Advancements in biotechnology, CRISPR gene editing and gain-of-function research have reduced barriers to developing bioweapons, raising concerns about non-state actors misusing engineered pathogens or chimera with enhanced virulence or drug resistance. Unlike conventional weapons, BW agents remain silent, invisible and capable of widespread devastation, underscoring the urgency for global biodefense measures.
Biodefense
Biosecurity measures are vital for protecting biological research and mitigating bioterrorism risks. Early detection remains a challenge, as pathogens can spread undetected before symptoms manifest, complicating containment efforts. The Covid-19 pandemic exposed critical gaps in global biodefense, emphasizing the necessity for enhanced surveillance, rapid-response systems and international cooperation.
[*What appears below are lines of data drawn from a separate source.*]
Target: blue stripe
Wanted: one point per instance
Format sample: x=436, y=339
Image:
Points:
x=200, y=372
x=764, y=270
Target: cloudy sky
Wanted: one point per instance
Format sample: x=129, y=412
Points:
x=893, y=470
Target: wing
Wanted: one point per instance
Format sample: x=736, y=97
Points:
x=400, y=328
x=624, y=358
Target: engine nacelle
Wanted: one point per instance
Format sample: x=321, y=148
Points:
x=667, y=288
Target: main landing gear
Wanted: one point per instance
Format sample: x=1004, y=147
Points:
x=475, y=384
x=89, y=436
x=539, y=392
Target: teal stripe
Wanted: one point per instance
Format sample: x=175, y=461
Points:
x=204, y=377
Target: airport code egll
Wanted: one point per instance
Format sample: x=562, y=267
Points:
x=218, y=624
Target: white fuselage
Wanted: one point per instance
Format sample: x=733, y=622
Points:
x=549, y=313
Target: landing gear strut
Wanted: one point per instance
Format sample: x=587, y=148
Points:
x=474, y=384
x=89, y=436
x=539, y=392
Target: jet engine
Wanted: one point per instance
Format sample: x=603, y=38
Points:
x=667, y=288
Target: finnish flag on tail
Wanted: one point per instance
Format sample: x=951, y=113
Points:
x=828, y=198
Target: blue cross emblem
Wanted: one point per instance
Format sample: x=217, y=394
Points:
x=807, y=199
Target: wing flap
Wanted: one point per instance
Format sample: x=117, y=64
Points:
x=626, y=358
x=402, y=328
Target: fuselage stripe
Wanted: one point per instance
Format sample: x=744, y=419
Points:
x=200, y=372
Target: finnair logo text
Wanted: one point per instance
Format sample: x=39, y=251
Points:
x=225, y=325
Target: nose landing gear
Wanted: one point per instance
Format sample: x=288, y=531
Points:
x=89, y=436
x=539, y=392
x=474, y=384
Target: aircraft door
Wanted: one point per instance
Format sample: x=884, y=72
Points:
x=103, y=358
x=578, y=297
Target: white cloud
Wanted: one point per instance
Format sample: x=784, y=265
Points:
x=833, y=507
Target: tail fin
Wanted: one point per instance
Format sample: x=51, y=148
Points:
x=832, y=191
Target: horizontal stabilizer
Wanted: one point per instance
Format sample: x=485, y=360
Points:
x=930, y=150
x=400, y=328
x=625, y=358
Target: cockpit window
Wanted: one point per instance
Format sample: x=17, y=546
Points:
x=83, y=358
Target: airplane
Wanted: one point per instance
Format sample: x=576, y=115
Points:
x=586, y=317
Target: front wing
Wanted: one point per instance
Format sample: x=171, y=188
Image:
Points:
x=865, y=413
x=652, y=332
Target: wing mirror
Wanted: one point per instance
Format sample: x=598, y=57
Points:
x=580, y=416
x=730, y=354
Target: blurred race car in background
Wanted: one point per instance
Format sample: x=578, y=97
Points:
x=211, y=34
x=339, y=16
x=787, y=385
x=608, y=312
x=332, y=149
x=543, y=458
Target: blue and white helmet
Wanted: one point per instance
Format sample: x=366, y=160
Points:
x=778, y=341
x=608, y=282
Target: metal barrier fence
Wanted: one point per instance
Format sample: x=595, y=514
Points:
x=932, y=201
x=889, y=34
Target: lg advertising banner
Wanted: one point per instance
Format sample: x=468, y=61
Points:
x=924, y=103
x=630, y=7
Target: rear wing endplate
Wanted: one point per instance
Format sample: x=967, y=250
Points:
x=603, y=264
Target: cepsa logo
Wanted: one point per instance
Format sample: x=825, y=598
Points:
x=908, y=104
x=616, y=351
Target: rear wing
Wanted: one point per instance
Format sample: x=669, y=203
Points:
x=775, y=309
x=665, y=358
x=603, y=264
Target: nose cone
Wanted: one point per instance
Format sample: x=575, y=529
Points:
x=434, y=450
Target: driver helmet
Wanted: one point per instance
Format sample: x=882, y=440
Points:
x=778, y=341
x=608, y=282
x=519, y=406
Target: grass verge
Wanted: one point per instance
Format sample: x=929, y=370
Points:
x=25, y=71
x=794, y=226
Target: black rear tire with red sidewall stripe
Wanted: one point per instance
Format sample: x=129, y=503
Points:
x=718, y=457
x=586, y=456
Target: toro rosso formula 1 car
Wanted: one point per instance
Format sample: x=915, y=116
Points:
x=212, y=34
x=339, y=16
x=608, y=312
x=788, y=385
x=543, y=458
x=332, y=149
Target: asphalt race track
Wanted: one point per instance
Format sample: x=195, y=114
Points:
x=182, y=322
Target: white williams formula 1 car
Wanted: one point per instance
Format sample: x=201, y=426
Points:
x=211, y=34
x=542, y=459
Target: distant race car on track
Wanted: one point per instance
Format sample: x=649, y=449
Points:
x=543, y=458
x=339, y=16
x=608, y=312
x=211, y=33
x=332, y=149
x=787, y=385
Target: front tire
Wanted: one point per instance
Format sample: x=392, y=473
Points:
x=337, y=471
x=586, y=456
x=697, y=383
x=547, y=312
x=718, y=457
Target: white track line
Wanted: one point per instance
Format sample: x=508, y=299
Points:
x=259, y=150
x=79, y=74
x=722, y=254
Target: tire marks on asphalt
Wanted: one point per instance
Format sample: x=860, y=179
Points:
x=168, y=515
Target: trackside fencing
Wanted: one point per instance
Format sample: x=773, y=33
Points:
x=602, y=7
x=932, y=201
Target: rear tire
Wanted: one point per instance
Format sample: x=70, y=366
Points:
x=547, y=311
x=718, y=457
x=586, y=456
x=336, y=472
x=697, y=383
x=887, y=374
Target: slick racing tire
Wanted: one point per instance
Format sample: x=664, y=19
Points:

A 2021 Lancet article by Long and Marzi reveals the global biodefense market at $12.2bn in 2019, projected to reach $19.8bn by 2027, growing at a 5.8 percent annual rate.
Strict biosecurity protocols regulate pathogen access, laboratory safety and dual-use research, but inconsistent enforcement and weak compliance mechanisms in many nations create vulnerabilities that could be exploited. A unified global biosecurity framework is essential to ensure scientific advancements benefit humanity, not destruction.
The Biological Weapons Convention prohibits the development, production, acquisition, transfer, stockpiling and use of biological and toxin weapons, yet its enforcement remains inadequate.
Geopolitical tensions complicate biosecurity by fueling mistrust and obstructing global cooperation. Scientific and political debates over SARS-CoV-2’s origins underscore concerns about laboratory safety and accidental pathogen leaks, and the need for stringent oversight in high-containment laboratories.
Safeguarding public health, Nepal’s three-tier health system must enhance surveillance, regulate biotechnology and enforce ethical research standards. Additionally, the Nepali Army and security agencies should develop robust capabilities to detect, prevent and respond to potential bioterrorism threats or bioweapons. This requires coordinated efforts in intelligence gathering, rapid response mechanisms and cross-sectoral collaboration to mitigate hazards and ensure national biosecurity.
Lessons from past pandemics and bioterrorism incidents must inform future biodefense strategies. As Churchill and Gates forewarned, bioterrorism remains an alarming threat. A failure to act now could lead to consequences far more catastrophic than any seen before.